First, how can we ensure the equitable distribution of “AgeTech”? If this technology proves to allow people to live at home for longer (and in a safer fashion), how do we ensure it is not only accessible to those living within the upper socioeconomic class, and/or those living in urban areas? Not only must the AgeTech itself be affordable, but so too must the Internet be affordable and accessible to all communities. Further, how can we ensure that aging adults and PLWD have sufficient digital literacy (and comfort) to use the Internet and the AgeTech – and especially how to use it while protecting their privacy and data interests. Given that fraud is the number one crime committed against aging Canadians – and that older adults are less likely to report being the victim of a crime than non-seniors – it is imperative that risks are both minimized and adequately explained to AgeTech users.

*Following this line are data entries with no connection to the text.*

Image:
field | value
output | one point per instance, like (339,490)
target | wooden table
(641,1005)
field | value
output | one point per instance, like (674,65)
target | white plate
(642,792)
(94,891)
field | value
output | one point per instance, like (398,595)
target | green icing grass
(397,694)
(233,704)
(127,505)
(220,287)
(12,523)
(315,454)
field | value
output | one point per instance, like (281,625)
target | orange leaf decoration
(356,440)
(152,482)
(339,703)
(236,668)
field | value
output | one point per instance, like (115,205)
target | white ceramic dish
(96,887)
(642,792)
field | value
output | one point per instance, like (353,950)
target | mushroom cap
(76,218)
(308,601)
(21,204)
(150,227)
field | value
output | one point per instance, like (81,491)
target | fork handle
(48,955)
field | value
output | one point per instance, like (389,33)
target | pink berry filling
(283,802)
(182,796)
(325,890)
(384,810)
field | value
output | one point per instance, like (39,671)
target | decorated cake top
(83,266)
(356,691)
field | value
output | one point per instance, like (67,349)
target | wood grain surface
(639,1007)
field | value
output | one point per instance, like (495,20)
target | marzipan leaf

A second question begging future studies and conversations is that of cultural considerations. Where does AgeTech fit in within different cultural norms, and how can it be made appropriate for different families?
Finally, in moving forward, who will pay for AgeTech? If it is to be paid for by individual families, affordability will likely become a barrier and a point of inequity. If it is to be paid for by the province, access would hypothetically be more universal – but if it cannot be used without the Internet, should the province be paying for Internet access (at least for aging adults), too?
In future discussions and studies, James urges the inclusion of the voices of aging adults and/or PLWD to discover what kinds of technology they would find useful, interesting, or concerning. Because, she says, “older people are independent adults with the right to make choices about how they live.”
This event was co-sponsored by the University of Ottawa Centre for Law, Technology and Society, co-organized by Bruyère Research Institute, and funded by AMS Healthcare.